This creamy soup was described as a marriage between French cooking (leek and crème fraîche) and Tex-Mex flavors (poblano and cilantro). I think this soup tastes like our favorite tacos in bowl…. with a more sophisticated presentation. 🙂

I love the poblano chile flavor- one of my favorite ingredients. I may even add an additional poblano chile next time! I always save my Parmesan cheese rinds tightly wrapped in the freezer, perfect to use to flavor sauces and soups like this one.

This recipe was adapted from a Food and Wine “staff favorite” recipe, contributed by Danika Boyle. We ate it with a fresh sourdough baguette and then again with hot popovers on the side. This soup would be just as delicious served cold.

Yield: 6 to 8 servings

  • 1/4 cup extra-virgin olive oil
  • 1 large leek, white and tender green parts only, thinly sliced
  • 1 large poblano—cored, seeded and thinly sliced (maybe 2 next time?)

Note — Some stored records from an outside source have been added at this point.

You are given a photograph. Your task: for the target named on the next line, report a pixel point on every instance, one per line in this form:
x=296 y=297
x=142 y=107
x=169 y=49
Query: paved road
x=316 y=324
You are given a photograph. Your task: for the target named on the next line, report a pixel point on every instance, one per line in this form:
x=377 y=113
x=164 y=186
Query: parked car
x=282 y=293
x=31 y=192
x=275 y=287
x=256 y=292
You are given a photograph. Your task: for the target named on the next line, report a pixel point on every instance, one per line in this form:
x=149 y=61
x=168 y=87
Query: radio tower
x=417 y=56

  • 5 medium zucchini (2 1/4 pounds), cut into 1-inch rounds
  • 3 large garlic cloves, thinly sliced
  • Kosher salt
  • freshly ground black pepper
  • 1 quart chicken stock
  • 1 small Parmesan cheese rind (optional)
  • One 6-ounce bunch cilantro, stemmed and coarsely chopped, plus whole leaves for garnish
  • 1 cup (8 oz) crème fraîche
  1. In a large pot, heat the olive oil until shimmering. Add the leek and poblano and cook over moderate heat, stirring, until softened, about 8 minutes.

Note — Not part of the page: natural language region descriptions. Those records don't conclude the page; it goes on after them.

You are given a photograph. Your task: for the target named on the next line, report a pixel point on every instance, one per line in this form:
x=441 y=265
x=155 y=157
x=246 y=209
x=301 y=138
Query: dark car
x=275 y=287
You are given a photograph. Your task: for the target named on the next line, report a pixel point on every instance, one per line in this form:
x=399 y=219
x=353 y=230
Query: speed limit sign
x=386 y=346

  2. Add the zucchini and garlic, season with salt and pepper and cook, stirring occasionally, until crisp-tender, 5 to 6 minutes.

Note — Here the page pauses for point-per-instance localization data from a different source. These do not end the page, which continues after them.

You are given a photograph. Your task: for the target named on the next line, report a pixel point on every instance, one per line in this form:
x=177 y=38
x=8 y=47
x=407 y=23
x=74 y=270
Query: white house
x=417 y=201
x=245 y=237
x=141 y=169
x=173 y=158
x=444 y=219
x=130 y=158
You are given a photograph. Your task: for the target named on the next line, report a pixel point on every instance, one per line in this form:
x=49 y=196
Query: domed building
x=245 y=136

  3. Add the chicken stock and Parmesan rind and bring to a boil. Simmer over moderate heat until the zucchini is very tender and no longer bright green, about 15 minutes. Discard the Parmesan rind and add the chopped cilantro.
  4. Puree the soup with an immersion blender until very smooth.
  5. When puréed, whisk in the crème fraîche and reheat gently if necessary.
  6. Season the soup with salt and pepper and ladle into bowls. Garnish the soup with cilantro leaves and serve.
Make Ahead: The soup can be refrigerated overnight. Reheat gently or serve cold.